Richard Mourdock and Romney’s Ad: Will It Matter?
On Sunday, a feminist team (FORCE: Upsetting Rape Culture) joined with the activist collective Luminous Intervention to project the words “Rape is Rape” on the U.S. Capitol building while highlighting survivor stories. On Monday, the Romney campaign released an ad in Indiana for Senate candidate Richard Mourdock, the Tea Party-backed state treasurer who unseated the incumbent Republican during the primary, trying to capitalize on the fact that Romney polls better than Mourdock and trying to save a seat that should be a Republican stronghold. On Tuesday night, during a debate between Mourdock, his Democratic rival Joe Donnelly, and the Libertarian candidate Andrew Horning, Mourdock was asked to explain why he supports banning abortion and does not support an exception for rape. His answer:
“I think even when life begins in that horrible situation of rape, that’s something God intended to happen.”
He later tried to distance himself from the implication that God intends rape to happen by claiming that anyone who thinks that God preordains it is “sick and twisted.” Many analysts are saying that this could be a fatal blow for him so close to the election, expecting a Todd Akin-like uproar. This could also be big news for the Senate, where the Democrats are looking to regain some seats, especially in places where a Tea Party candidate won against an established Republican incumbent in the primary.
But let’s take a second here and remember that Representative Joe Donnelly, who would be the one to win if Mourdock loses, is not exactly a shining beacon of women’s rights. He is a co-sponsor of the No Taxpayer Funding For Abortion of 2011, which made the notorious distinction between “rape” and “forcible rape” (otherwise known as “rape.”) Other co-sponsors of that bill include Todd Akin, Michele Bachmann, Ron Paul, and everyone’s favorite P90X superstar–current Vice Presidential candidate Paul Ryan. Later, Donnelly claimed that he didn’t know the forcible rape language had been included.

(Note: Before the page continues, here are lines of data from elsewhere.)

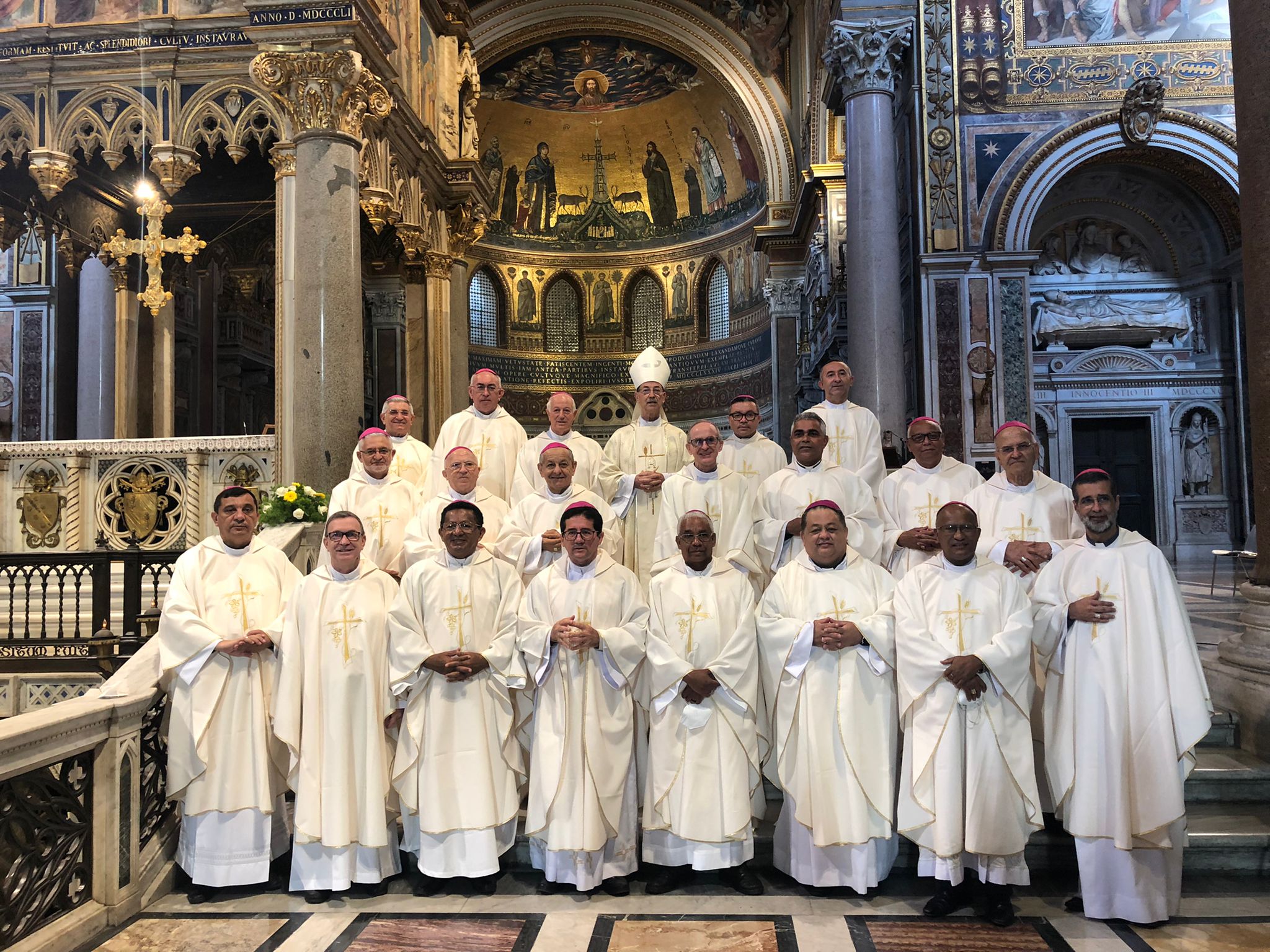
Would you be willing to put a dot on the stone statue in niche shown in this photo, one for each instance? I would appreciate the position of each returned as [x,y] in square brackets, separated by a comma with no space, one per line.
[1197,457]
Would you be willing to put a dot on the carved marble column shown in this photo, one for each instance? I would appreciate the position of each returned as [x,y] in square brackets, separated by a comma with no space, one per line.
[865,60]
[784,304]
[327,95]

Over the summer, when Todd Akin offended women and rational people everywhere by claiming that a woman’s body had ways to prevent pregnancy in case of legitimate rape, it was easy for his GOP cronies to turn against him in the hopes of taking back that Senate seat. (Claire McCaskill, Todd Akin’s opponent, has a much stronger record on abortion and contraception than Donnelly and is widely expected to win re-election.) Mitt Romney called for Akin to drop out and let the Republicans run another candidate. But with less than two weeks to go till the election, the Republicans have a less clear path in this situation. Romney is trying to distance himself from the rape remarks without distancing himself from Mourdock. His campaign has released a statement claiming that he does not agree with his views, but still supports him and will not pull the ad.)
The National Republican Senatorial Committee has released a statement supporting his view that life begins with conception and is a gift no matter the method of conception, with the chair of the committee, Senator Cornyn of Texas, saying:
“Richard and I, along with millions of Americans — including even Joe Donnelly — believe that life is a gift from God. To try and construe his words as anything other than a restatement of that belief is irresponsible and ridiculous.”
The Democrats are attempting to capitalize on this latest development, with attacks going out from Obama’s campaign, National Democratic Senatorial Committee chair Senator Patty Murray of Washington, and the DNC, focusing on the links between Romney and Mourdock. Senator Murray’s statement:
“While Mitt Romney is rightly distancing himself from Richard Mourdock today, his ad endorsing Mourdock’s extreme candidacy continues to air in Indiana. If Mitt Romney is serious about repudiating these heinous views on rape, he will take down this ad immediately. National Republicans cannot paper over Richard Mourdock’s heinous views on rape. Enough is enough. The Republican Party needs to stop the coddling and take a stand against the horribly offensive and dangerous views of the Tea Party and their extreme candidates.”
Unfortunately, I don’t think this will have a noticeable effect on the election. While Romney’s wishy-washy, trying-to-please-both-sides response will undoubtedly not win him any friends, it is not at all a new story. The media is covering it, but how many average Americans will find a new sense of outrage? Romney’s M.O. in the endgame of the election is to keep his head down (he has no major interviews booked between now and Election Day), keep stumping, and hope he doesn’t do anything to ruin the momentum he picked up during debate season. He will try to hide from this and hope the narrative moves along before it does him too much damage, secure in the fact that anyone who is a women’s rights/social issues voter is probably not voting for him anyway. While the Democrats are right to jump on this, they cannot let this be their single attack in the days coming up to election day–not with the rampant instances of party-, race- and class-based voter suppression that have been sweeping across the country.
UPDATE: Mourdock held a press conference on Wednesday where he claimed that he finds it “regrettable” that someone could come away with the idea that he considers rape an act of God, but reaffirms his opposition to exceptions for rape and said that he “cannot apologize” for speaking in accordance with his faith. He also said that he believes this controversy is what’s wrong with Washington today.
What do you think? Do you think this will change the election? Do you think Romney made a mistake in refusing to pull the ad?